Data Aquisition and Preparation Process

This is our second process notebook. It describes our data aquisition process (sources and characteristics), the data preparation, and finally the creation of two specific subsets for special tasks of our analysis.

1 Data Aquisition Process

The following sections will outline our data aquisition process. Furthermore, we will describe the most important characteristics and features of the datasets.
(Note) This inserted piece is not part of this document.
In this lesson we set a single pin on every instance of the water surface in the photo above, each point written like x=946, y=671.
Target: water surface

We used four different data sources

  1. The official flight database for every domestic flight in the US

  2. Historical weather data

  3. Airport information with geodata and names (e.g. for visualization and interpretation of results)
  4. Information about aircraft models

1.1 Flight Delay Central Database

Our main source of data was the Bureau of Transportation Statistics (BTS), which is as statistical agency of the US DEpartment of Transportation (http://www.transtats.bts.gov/). Luckily, the BTS publishes detailed data for every domestic flight in the US (http://www.transtats.bts.gov/Tables.asp?DB_ID=120&DB_Name=Airline%20On-Time%20Performance%20Data&DB_Short_Name=On-Time). However, it is not possible to download the data over a specified period of time, i.e. one can only download data for a month in a given year. To get the data automatically we developed a scraper tool in Python, which automatically performs the requests and downloads the data. Files adressing this issue can be found in the src folder. Scraping the data for ~25 years needs around 2-3 hours as requests are processed slowly on the server side. Furthermore, the BTS provides LookUp Tables for airline codes which have been downloaded manually.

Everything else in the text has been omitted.